Consequently, annual payments will increase from £11,502 to £11,975.60 over the 2025/26 financial year. Similarly, someone on the full Basic State Pension will see their weekly payments rise from £169.50 to £176.45, or £705.80 every four-week payment period.
Annual payments will increase to £9,175.40 over the 2025/26 financial year, reports the Daily Record. However, these increases also push more pensioners towards the personal tax allowance of £12,570, which will remain frozen until 2028.
Currently, some 8.1 million (64%) older people pay tax in retirement, largely due to additional income from workplace or private pensions on top of their State Pension.
Retirement specialists at Spencer Churchill have predicted that nearly 900,000 more people will exceed the Personal Allowance threshold of £12,570 during the current financial year (2023/24). It’s important to highlight that older individuals whose only income this year is the State Pension will not be taxed, and anyone with additional income who does not pay HM Revenue and Customs (HMRC) directly through earnings, will not receive a tax bill until June or July 2025, which must be paid by the end of January 2026.
The current, full New State Pension is worth £11,502 this year, leaving just £1,068 before the personal tax threshold is exceeded.
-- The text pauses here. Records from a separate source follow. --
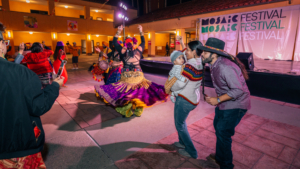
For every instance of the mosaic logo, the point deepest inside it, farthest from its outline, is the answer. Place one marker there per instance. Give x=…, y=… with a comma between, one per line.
x=220, y=24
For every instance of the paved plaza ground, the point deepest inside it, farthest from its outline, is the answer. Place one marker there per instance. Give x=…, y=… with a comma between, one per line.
x=82, y=132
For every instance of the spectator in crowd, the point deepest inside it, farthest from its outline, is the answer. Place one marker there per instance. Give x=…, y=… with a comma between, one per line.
x=22, y=102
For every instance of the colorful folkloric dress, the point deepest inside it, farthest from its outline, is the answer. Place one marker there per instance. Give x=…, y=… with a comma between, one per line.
x=56, y=65
x=133, y=92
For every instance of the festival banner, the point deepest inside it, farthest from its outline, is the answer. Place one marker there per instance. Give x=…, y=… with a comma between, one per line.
x=270, y=33
x=225, y=27
x=30, y=22
x=72, y=25
x=297, y=46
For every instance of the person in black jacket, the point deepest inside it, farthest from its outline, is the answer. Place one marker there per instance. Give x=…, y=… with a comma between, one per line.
x=22, y=102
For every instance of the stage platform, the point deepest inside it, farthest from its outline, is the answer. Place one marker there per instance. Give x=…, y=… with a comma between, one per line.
x=272, y=79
Therefore, anyone with an additional income of £89 or more per month – on top of the State Pension – may receive a tax bill next year.
Next year, when the annual sum increases to £11,975.60, this leaves just £595 – approximately £50 per month – before the £12,570 personal allowance is exceeded. Someone on the full rate of the Basic State Pension currently receives £8,814, leaving just £3,756 before the personal tax threshold is exceeded, equivalent to additional income totalling £313 per month.
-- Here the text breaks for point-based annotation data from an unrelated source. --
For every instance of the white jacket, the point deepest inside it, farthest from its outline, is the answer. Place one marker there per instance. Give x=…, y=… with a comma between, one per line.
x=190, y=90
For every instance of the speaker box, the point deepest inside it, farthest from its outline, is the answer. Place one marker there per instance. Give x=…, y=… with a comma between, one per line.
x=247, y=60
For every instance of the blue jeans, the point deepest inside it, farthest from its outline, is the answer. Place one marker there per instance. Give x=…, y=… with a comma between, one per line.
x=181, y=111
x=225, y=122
Retirement expert Adam Pope from Spencer Churchill Claims Advice has cautioned that nearly two million people over State Pension age will be financially impacted by the freeze on the Personal Allowance within the next four years. Currently, 64% of retirees, approximately 8.1 million, pay tax in retirement due to additional income from workplace or private pensions alongside their State Pension.
Pope forecasts that almost 900,000 more people will surpass the Personal Allowance threshold of £12,570 during this financial year, with an additional 2 million expected before the freeze concludes in 2028. He stated: “Freezing income tax thresholds for pensioners is worrying and could really affect their financial situation. Almost two million pensioners are expected to be hit by this in the next four years, meaning many of them will have to pay more tax.”
Pope added that the situation is particularly challenging for those primarily reliant on the State Pension: “With no change in the tax thresholds, they could find themselves owing more tax than they expected, making things hard if they don’t have much to begin with.”
The expert highlighted the serious financial impact of increasing State Pensions, explaining: “As the State Pension amount goes up, more pensioners could have to pay more tax, making life harder for those already struggling. Over 60 per cent of pensioners are paying income tax, up from about 50 per cent in 2010.”
Furthermore, the expert cautioned on the repercussions of stagnant income tax thresholds: “What’s more, keeping income tax thresholds the same could mean pensioners have less money to spend. By 2027/28, the average tax-paying pensioner could be £1,000 worse off which could really affect their living standards and financial safety.”
Chancellor Rachel Reeves is poised to announce the new rates for State Pension and benefits during the Autumn Budget on October 30.